Ground-water development and quality consideration were getting sufficient attention as evidenced by Vrahat Samhita (550 A. D.) Water management and conservation, well organized water pricing system in 400 B.C. Construction methods and materials of dam, tanks etc., bank protection, spillways and other considerations mentioned in the ancient books reflect the high stage of development of water resources and hydrology in ancient India.
Groundwater Theories in Ancient Philosophy:
Utilization of groundwater greatly preceded understanding of its origin, occurrence, and movement. The writings of Greek and Roman philosophers to explain the origins of springs and groundwater contain theories ranging from fantasy to nearly correct accounts. As late as the seventeenth century it was generally assumed that water emerging from springs could not be derived from rainfall, for it was believed that the quantity was inadequate and the earth too impervious to permit penetration of rain water far below the surface. Thus, early Greek philosophers such as Homer, Thales, and Plato hypothesized that springs were formed by seawater conducted through subterranean channels below the mountains, then purified and raised to the surface. Aristotle suggested that air enters the cold dark caverns under the mountains where it condenses into water and contribute to the springs.
The Roman philosophers, including Seneca and Pliny, followed the Greek ideas and contributed little to the subject. An important step forward, however, was made by the Roman architect Vitruvius. He explained that the now-accepted infiltration theory that the mountains receive large amounts of rain that perc olate through the rock strata and emerge at their base top form streams.
The Greek theories persisted through the Middle Ages with no advances until the end of the Renaissance. The French potter and philosopher Bernard Palissy (c. 1510-1589) reiterated the infiltritation theory in 1580, but his teachings were generally ignored.

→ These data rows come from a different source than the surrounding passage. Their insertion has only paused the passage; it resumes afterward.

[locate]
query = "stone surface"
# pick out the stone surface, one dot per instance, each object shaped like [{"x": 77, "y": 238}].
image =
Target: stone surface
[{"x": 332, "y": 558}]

The German astronomer Johannes Kepler (1571-1630) was man of strong imagination who linked the earth to a huge animal that takes in water of the ocean, digests and assimilates it, and discharges the end products of these physiological processes as groundwater and springs. The seawater theory of the Greeks, supplemented by the ideas of the vaporization and condensation processes within the earth, was restated by the French philosopher René Descartes (1596-1650).